BOGOTA (Reuters) - A landslide sent mud and water crashing onto homes in a town in Colombia's northwest mountains on Monday, killing at least 48 people and injuring dozens, officials said.
"The earth slid into the course of the La Liboriana ravine, then the dammed water caused an avalanche which destroyed everything in its path" in Salgar in Antioquia department, regional police commander Jose Angel Mendoza said in an interview.
"We have 48 bodies in the morgue; 27 injured people have been attended to and the search for various missing people continues," Carlos Ivan Marquez, the director of the national disaster unit, told journalists.
Rescue teams, including search dogs, were being mobilized in the area, he added.

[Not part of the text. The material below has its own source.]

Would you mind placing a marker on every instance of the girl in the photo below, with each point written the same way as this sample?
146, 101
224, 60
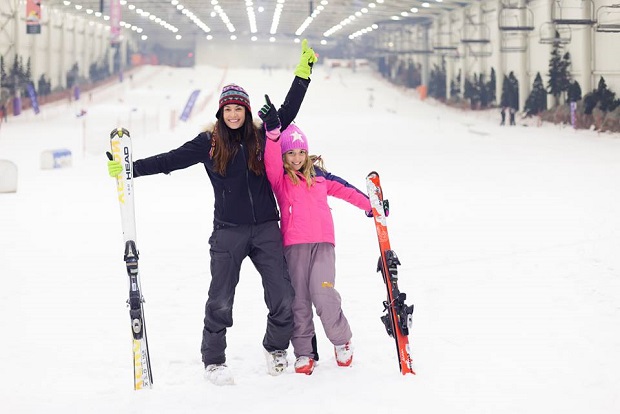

Photographs released by the country's air force and television news footage showed homes and streets covered in mud and debris in the town in a mountainous area close to the Colombian Andes.
Residents were shown digging through rubble with sticks and their hands, looking for survivors.
"People that you knew, children, young people, whole families lost their homes. We're on alert because there are fears there could be another landslide," resident Maria Gutierrez told local media.
"It almost gave me a heartache. We saw big waves and people and pigs going down in the water."
President Juan Manuel Santos, who is enroute to visit the town, said via Twitter (NYSE:TWTR) that Colombia's government will provide aid to the victims.
"We are attending to the emergency in Salgar. Those affected will receive all our support."
Additional but less intense rain is expected over the next two to three days, meteorology officials said.